You know, I said I’d stop now, but also—what time is it? It’s nearly…noon. I almost said midnight. I can at least start the next area, figure out—okay, go down, there are columns. Farah, why are you just watching all of this? Oh, I get to walk across a thing. I have yet to do that. I am now halfway through. Nice.
Hi there birdie, don’t notice me.
Down like it said. Uh, behind me? Yeah, behind me. Broken column. Now—behind me again? Yes.
I am climbing on someone’s windowsill. Behind me. Jump, jump, jump, jump, jump—see, I know what I’m doing. It’s just broken (PC port wise)—hahaha, it’s breaking on me, great. The vision warned me, so that’s something, but still.
I’m up here. [Farah] Yeah, great, thanks for the— There’s a balcony down below. Come on. [Farah] (Prince says something) Yeah, seriously.
Down. (Prince makes a worried noise) It’s fine.
Ewww. Climbing through cobwebs. (Spiders are fine, but cobwebs never go away.)
Hey, look, sand. Apparently I was supposed to lose sand in that fight and not actually realize it was optional.
How the blank did I get there—oh, apparently I do have to sheath my sword for that. Nice.
Farah, tour guide. Also, how do you know where we are? That’s—I’ll ask the first sand creature I see. “Could you direct me to the baths, please?” “Oh, thank you, don’t mention it, I used to be a bath attendant back when I was alive.” [Prince] (bursts into laughter) “I’ll meet you at the baths.” She orders me around like a servant! [Prince] (keeps laughing) (Prince goes into misogynistic speech, concluding with) From now on, she’ll have to toe the line. …Assuming, that is, that I can find her. [Prince] (snorts) Nah, nah, you both lost your parents, come on.
Umm. Mmmm. You warned me I couldn’t—You know, since it doesn’t actually matter, I know you said we couldn’t make that jump but let’s try anyway. …Huh, we can make that jump. Will you look at that. Prince, you lied to me. Why would you lie to me. Oh. That one you can’t actually make. I thought you could maybe grab something down there, but no. But you can actually go around here, even if you said you couldn’t. Can you—nope.

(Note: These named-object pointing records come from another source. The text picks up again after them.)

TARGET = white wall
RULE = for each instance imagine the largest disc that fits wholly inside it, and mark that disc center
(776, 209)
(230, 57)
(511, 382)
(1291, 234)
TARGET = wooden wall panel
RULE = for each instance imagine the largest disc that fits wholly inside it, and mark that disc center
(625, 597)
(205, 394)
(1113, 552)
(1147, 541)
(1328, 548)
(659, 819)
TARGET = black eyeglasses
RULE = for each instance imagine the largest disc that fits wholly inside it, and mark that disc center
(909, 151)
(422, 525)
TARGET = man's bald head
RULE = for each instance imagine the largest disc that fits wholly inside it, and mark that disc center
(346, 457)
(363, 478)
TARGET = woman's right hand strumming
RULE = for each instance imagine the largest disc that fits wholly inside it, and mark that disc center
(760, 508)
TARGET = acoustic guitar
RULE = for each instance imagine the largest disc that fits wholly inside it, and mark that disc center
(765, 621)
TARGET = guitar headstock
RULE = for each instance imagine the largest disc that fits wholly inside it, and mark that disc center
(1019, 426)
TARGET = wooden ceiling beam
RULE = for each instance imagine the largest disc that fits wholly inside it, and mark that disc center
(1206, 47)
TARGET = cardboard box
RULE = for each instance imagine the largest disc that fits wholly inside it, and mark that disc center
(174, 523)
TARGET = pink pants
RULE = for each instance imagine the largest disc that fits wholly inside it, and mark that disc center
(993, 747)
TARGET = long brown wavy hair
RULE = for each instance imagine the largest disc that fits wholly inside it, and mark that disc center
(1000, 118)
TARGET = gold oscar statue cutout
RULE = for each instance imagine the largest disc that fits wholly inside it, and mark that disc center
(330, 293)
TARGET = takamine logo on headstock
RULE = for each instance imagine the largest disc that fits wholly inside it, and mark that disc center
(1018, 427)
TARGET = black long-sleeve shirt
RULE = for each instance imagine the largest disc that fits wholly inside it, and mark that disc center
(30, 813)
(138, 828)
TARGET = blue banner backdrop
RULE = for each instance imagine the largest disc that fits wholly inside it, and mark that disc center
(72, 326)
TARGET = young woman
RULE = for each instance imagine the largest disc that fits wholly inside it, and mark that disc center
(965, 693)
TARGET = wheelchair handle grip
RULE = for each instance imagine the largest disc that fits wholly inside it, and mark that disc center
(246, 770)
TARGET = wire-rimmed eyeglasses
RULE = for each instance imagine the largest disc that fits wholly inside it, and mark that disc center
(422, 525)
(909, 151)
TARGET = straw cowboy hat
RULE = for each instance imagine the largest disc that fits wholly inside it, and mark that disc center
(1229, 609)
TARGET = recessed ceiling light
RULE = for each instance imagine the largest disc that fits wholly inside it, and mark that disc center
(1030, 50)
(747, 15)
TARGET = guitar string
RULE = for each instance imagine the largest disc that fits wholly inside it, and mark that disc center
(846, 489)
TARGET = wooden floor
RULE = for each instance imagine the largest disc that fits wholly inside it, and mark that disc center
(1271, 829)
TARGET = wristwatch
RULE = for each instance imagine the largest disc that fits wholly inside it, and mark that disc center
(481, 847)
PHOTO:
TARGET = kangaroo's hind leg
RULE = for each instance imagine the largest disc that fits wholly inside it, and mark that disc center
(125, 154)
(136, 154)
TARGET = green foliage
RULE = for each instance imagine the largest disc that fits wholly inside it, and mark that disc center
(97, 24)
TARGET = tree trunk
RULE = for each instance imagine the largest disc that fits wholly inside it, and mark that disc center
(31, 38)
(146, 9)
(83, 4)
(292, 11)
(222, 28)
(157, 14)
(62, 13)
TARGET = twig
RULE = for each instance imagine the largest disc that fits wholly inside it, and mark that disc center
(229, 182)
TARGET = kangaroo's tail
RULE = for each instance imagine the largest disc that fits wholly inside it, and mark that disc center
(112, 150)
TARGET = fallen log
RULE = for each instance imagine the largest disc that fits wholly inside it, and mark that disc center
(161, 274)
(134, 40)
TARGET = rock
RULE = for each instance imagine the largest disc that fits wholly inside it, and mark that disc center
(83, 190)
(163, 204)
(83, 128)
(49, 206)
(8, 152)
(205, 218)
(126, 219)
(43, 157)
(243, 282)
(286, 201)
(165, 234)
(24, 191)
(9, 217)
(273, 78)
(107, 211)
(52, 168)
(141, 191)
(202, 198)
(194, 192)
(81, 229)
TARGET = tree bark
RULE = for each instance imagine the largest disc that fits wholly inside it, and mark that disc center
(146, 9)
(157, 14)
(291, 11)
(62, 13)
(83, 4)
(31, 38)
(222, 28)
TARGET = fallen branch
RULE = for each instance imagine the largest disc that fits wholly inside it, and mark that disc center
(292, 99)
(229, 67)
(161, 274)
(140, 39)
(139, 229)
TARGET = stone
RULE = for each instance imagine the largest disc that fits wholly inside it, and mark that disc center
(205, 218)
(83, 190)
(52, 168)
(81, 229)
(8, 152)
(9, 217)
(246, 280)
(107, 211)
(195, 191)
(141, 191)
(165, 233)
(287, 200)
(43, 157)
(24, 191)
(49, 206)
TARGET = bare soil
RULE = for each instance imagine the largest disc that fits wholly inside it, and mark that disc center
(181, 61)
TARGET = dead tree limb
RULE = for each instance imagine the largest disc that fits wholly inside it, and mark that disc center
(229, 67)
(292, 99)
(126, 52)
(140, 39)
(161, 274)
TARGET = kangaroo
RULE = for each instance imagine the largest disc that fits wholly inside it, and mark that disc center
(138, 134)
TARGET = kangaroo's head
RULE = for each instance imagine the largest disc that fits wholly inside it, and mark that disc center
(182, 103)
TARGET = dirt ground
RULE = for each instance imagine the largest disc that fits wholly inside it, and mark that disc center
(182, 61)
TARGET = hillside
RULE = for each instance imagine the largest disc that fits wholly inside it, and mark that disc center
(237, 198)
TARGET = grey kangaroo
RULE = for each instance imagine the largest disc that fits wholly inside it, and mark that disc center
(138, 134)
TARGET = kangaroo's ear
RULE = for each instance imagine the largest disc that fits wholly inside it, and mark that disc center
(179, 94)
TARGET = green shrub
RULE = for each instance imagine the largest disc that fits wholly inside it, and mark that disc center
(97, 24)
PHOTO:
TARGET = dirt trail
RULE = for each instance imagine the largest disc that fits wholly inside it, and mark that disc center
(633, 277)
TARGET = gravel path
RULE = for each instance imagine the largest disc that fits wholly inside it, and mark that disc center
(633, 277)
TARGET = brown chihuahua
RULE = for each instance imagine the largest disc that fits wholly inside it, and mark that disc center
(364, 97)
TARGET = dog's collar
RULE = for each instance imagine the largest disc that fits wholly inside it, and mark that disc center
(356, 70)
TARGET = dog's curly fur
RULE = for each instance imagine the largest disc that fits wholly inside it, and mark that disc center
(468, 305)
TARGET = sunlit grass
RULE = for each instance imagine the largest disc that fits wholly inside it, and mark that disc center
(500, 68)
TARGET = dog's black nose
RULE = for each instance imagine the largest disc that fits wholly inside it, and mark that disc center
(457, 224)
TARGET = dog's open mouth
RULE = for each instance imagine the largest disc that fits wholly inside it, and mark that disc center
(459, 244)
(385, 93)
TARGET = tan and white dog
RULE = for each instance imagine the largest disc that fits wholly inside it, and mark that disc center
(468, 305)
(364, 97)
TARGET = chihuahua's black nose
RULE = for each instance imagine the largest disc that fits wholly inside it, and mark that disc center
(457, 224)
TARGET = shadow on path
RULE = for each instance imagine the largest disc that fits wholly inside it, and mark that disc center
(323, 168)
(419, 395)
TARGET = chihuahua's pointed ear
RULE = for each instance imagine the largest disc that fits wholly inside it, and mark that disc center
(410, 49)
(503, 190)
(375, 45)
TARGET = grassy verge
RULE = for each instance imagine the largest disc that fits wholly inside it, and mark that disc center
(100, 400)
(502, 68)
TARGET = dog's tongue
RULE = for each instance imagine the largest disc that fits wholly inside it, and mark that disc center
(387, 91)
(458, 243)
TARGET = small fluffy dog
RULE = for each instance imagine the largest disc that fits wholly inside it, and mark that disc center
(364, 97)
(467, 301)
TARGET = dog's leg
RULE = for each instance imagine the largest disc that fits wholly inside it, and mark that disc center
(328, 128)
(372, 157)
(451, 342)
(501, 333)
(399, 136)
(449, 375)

Oh, that’s something right there. Drop. Wheee.
I don’t have to try to balance, that’s—(Prince makes wobbly noise) Oh, I do.
That looks so cool.
So don’t walk too fast, I think is the problem. Me and my Leon hair.
Oh, hey, water. Note to self. Water.
Hey look. Probably alcohol and food. Ew. And food. Who knows how long that’s been out there. (Well, since…this morning? A few days ago? We didn’t wreck this place, like, years ago.)
Prince, you need to stop breaking every chair you sit in. You’re not Bombur. I have to look it up, is it Bombur? (‘Tis, don’t doubt your Hobbit knowledge.)
Anyway, this seems as good a place as any to leave it off, Prince. So we’ll see you next time, when we’ll know what we’re doing, which is cool. I love this game so much. Like, I didn’t think I’d like it as much as I do, but the gameplay is incredible. (Even when it’s a janky port.)
We’ll listen to some music, and I’ll look up Bombur just to make sure I’m not messing up my—okay, yeah, it is Bombur. (Told you, trust the wallrun and your Hobbit knowledge. Messing up my Tolkien lore, that’s unforgiveable. So, see y’all next time.
Why does my QuickMemos keep opening up? That’s what I have to ask. Anyway, byeeeee!